5. The transistor drive circuit according to claim 4, wherein

each of the first transistors is a PMOS transistor, and

the pre-driver includes:

a first switch that is disposed between an application terminal of a gate signal and a gate of the each of the first transistors; and

a second switch that is disposed between the gate and a source of the each of the first transistors.

6. The transistor drive circuit according to claim 1, wherein

the circuit parameter is a current drawn out of a control terminal of the transistor to be driven.

7. The transistor drive circuit according to claim 6, further comprising:

a pre-driver that includes a second transistor portion through which the current flows,

wherein the controller causes to temporally vary an on-resistance of the second transistor portion.

8. The transistor drive circuit according to claim 7, wherein

the second transistor portion includes a plurality of second transistors that are connected in parallel between the control terminal and an application terminal of a reference potential, and

the controller causes to temporally vary a number of parallel connected second transistors that are in an enabled state and capable of being turned on/off among the plurality of second transistors.

9. The transistor drive circuit according to claim 8, wherein

each of the second transistors is an NMOS transistor, and

the pre-driver includes:

a third switch that is disposed between an application terminal of a gate signal and a gate of the each of the second transistors; and

a fourth switch that is disposed between the gate and a source of the each of the second transistors.

10. The transistor drive circuit according to claim 1, wherein

the circuit parameter is a feedback capacitance of the transistor to be driven.

11. The transistor drive circuit according to claim 10, wherein

the controller causes to temporally vary a number of parallel connected feedback capacitances including a first feedback capacitance as a parasitic capacitance of the transistor to be driven and an enabled one of at least one second feedback capacitance other than the first feedback capacitance.

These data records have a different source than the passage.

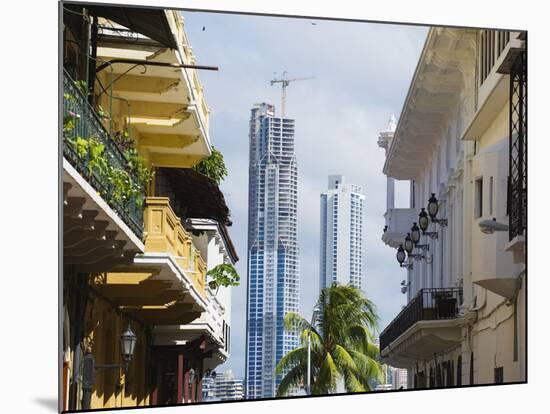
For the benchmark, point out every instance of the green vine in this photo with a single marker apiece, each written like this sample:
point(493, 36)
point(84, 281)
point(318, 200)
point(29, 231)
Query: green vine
point(223, 275)
point(125, 184)
point(213, 166)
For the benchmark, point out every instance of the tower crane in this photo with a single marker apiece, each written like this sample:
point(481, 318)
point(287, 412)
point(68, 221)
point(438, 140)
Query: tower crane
point(284, 81)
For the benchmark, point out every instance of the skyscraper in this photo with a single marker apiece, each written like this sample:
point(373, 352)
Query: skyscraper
point(273, 266)
point(224, 387)
point(341, 256)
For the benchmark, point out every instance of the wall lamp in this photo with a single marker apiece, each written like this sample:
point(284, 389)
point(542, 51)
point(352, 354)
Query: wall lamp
point(415, 238)
point(423, 221)
point(490, 226)
point(433, 208)
point(401, 256)
point(128, 341)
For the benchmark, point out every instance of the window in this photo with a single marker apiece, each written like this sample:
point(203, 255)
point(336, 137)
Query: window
point(499, 375)
point(491, 196)
point(478, 198)
point(459, 371)
point(471, 368)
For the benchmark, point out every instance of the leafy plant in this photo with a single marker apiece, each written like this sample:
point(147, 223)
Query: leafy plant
point(213, 166)
point(125, 184)
point(123, 140)
point(341, 344)
point(82, 86)
point(223, 275)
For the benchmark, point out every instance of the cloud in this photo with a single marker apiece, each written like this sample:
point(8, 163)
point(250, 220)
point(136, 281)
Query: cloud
point(362, 73)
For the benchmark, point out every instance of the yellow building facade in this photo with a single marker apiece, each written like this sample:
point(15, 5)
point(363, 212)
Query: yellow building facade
point(134, 112)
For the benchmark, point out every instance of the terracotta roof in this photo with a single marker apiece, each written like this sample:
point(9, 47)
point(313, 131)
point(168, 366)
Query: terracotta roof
point(195, 195)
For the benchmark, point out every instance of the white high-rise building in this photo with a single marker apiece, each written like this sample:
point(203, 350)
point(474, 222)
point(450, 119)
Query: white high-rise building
point(341, 256)
point(223, 387)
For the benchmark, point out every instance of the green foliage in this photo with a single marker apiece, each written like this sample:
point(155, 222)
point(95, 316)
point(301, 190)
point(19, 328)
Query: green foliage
point(82, 86)
point(223, 275)
point(125, 185)
point(123, 140)
point(341, 344)
point(213, 166)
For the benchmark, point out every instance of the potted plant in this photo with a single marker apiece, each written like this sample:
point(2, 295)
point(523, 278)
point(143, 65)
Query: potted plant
point(222, 275)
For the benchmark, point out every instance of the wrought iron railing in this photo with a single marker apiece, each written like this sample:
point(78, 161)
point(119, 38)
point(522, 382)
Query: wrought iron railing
point(427, 305)
point(517, 181)
point(84, 123)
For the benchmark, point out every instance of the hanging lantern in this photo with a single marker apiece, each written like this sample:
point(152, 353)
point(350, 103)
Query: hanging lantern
point(400, 254)
point(128, 343)
point(415, 233)
point(408, 243)
point(423, 220)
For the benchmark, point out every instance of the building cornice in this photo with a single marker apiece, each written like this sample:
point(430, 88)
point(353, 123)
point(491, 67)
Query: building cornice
point(445, 69)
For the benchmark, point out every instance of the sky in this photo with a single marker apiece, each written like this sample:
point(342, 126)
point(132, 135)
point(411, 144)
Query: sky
point(361, 72)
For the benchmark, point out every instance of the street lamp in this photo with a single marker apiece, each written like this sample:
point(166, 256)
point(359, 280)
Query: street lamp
point(415, 233)
point(128, 344)
point(408, 245)
point(191, 376)
point(433, 208)
point(90, 369)
point(400, 255)
point(424, 222)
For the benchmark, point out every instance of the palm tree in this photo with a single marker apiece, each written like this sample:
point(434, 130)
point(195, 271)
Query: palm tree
point(341, 344)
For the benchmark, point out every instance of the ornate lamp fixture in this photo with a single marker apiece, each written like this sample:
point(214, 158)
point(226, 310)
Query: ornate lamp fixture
point(415, 238)
point(128, 344)
point(408, 245)
point(433, 208)
point(424, 223)
point(401, 256)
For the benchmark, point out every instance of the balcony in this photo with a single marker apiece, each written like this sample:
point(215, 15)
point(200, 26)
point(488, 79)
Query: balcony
point(83, 129)
point(164, 234)
point(102, 226)
point(399, 222)
point(430, 323)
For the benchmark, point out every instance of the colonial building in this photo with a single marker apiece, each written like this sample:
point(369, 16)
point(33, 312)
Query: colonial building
point(461, 143)
point(141, 228)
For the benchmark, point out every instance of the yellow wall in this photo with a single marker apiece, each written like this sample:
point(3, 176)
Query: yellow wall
point(103, 328)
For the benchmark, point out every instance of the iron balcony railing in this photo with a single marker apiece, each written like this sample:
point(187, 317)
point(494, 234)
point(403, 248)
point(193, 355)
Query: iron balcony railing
point(427, 305)
point(81, 123)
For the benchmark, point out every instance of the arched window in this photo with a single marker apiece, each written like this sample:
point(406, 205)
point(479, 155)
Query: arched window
point(472, 368)
point(459, 371)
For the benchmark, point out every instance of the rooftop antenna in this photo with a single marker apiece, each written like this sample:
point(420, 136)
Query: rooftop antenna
point(284, 81)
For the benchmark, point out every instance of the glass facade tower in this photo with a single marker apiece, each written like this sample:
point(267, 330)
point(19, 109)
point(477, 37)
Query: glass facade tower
point(273, 265)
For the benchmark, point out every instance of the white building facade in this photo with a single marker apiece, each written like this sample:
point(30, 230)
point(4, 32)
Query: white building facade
point(341, 241)
point(461, 143)
point(223, 387)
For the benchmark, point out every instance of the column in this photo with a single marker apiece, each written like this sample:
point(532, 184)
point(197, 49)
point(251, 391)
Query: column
point(390, 193)
point(180, 379)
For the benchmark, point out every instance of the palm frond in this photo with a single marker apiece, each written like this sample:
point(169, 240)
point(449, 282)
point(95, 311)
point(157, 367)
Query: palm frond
point(293, 379)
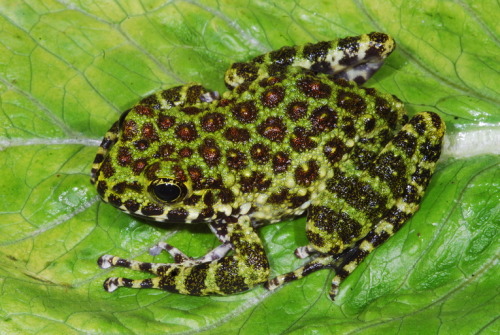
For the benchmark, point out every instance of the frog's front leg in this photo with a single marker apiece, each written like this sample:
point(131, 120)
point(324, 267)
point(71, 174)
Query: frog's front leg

12. The transistor drive circuit according to claim 11, wherein

the controller controls a fifth switch for switching between enabled and disabled states of the at least one second feedback capacitance.

13. The transistor drive circuit according to claim 3, wherein

the first transistor portion includes a PMOS transistor, and

the controller causes to temporally vary a power supply voltage of the pre-driver.

14. The transistor drive circuit according to claim 13, wherein

the power supply voltage is a boot voltage generated by a bootstrap.

15. The transistor drive circuit according to claim 14, wherein

the controller causes to temporally vary a voltage that is applied to an anode of a diode included in the bootstrap.

16. A switching circuit, comprising:

the transistor drive circuit according to claim 1; and

the transistor to be driven.

17. The switching circuit according to claim 16, wherein

the transistor to be driven is an NMOS transistor.

18. The switching circuit according to claim 17, further comprising:

an NMOS transistor on a low potential side that is connected in series with the transistor to be driven on a high potential side.

19. switching power supply circuit, comprising:

the switching circuit according to claim 1.